Une symbiose, pas toujours réciproque
Augusta est une femme timide et réservée, cependant elle a du tempérament. Elle travaille comme chercheuse et médecin durant la Grande Guerre. Elle soigne les blessés, invente un appareil pour soigner les paralysies des muscles de la main provoquées par les projectiles de guerre et propose une méthode pour localiser les balles dans le crâne des soldats. En 1921, Augusta est nommée officier de la Légion d’honneur.
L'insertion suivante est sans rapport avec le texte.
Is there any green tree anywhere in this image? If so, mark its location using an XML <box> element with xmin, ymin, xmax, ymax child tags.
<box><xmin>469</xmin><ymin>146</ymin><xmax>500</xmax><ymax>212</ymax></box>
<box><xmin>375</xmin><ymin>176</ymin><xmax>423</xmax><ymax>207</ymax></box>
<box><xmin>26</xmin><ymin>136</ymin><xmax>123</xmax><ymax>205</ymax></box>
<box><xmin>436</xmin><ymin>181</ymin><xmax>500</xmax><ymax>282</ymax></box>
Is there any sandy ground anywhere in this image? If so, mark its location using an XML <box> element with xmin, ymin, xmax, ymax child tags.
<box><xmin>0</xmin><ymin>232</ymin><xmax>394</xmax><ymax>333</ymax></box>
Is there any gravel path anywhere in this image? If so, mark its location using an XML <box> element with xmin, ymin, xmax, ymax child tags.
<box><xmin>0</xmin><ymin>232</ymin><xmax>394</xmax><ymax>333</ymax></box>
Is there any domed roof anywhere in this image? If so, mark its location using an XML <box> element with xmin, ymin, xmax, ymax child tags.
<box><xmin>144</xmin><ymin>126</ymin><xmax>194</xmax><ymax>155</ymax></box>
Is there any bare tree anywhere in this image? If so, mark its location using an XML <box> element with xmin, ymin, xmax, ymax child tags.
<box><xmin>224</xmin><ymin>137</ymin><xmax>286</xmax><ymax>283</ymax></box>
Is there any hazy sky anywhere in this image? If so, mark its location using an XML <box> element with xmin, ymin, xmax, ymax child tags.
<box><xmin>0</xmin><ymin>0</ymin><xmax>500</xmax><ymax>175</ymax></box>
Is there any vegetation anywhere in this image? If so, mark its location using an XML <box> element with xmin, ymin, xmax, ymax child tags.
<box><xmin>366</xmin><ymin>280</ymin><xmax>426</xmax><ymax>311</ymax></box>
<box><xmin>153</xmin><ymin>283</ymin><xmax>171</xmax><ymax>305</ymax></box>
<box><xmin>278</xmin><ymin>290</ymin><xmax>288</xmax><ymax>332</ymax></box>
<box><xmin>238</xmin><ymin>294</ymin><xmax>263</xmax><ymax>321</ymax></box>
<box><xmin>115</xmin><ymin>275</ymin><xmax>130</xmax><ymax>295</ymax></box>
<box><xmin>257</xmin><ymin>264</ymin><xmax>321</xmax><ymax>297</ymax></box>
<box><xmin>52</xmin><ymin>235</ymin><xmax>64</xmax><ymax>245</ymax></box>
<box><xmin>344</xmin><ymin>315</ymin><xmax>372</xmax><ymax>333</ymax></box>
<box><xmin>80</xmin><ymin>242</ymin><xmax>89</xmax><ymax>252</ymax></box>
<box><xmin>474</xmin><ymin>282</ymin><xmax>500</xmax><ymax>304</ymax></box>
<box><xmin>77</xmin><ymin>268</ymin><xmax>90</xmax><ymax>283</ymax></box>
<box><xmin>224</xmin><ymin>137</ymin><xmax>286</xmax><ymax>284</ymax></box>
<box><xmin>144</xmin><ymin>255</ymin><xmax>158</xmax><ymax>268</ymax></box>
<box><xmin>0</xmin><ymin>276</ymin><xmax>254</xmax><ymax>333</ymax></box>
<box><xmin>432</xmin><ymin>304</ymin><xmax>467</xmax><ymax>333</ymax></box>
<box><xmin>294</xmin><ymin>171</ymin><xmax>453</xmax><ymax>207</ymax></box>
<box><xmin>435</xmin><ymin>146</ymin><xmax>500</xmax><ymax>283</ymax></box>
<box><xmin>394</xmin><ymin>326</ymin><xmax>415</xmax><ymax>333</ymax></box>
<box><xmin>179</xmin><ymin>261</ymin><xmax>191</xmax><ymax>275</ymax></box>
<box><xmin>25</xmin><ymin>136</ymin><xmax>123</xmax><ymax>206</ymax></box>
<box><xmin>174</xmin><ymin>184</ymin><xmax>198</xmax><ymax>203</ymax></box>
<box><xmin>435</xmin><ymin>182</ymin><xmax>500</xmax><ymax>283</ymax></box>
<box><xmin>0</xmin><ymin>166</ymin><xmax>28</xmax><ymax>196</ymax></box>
En trente ans de vie commune, les Déjerine-Klumpke, contemporains des Curie, mènent ensemble des recherches, publient des articles, suivent des patients et des étudiants. Leur relation est presque symbiotique. Mais il y a une ombre au tableau, révélée en 2019 par Michel Fardeau et Jacques Poirier, biographes du couple. En compulsant les archives familiales d’Augusta et de son mari, ils découvrent que le manuscrit de l’Anatomie des centres nerveux, connue comme l’œuvre maîtresse du professeur Déjerine et l’un des monuments de la science française, est entièrement rédigé de la main de sa femme Augusta. Ce traité en deux volumes est sans doute l’une des plus grandes contributions aux neurosciences. A priori, le travail de neuro-anatomie nécessaire à la rédaction de l’ouvrage serait bien l’œuvre d’Augusta. C’est elle qui fait durcir les cerveaux humains dans des produits chimiques, elle qui les coupe en tranches fines – ce qui fait la joie des journaux humoristiques –, elle encore qui met au point une technique de coloration des coupes de cerveau.
En mari généreux, Déjerine a tout de même pris le soin de remercier Madame, mais sur la couverture, on ne lit que son nom. Ce n’est qu’en tournant la page qu’on trouve le nom d’Augusta… comme collaboratrice. Dommage.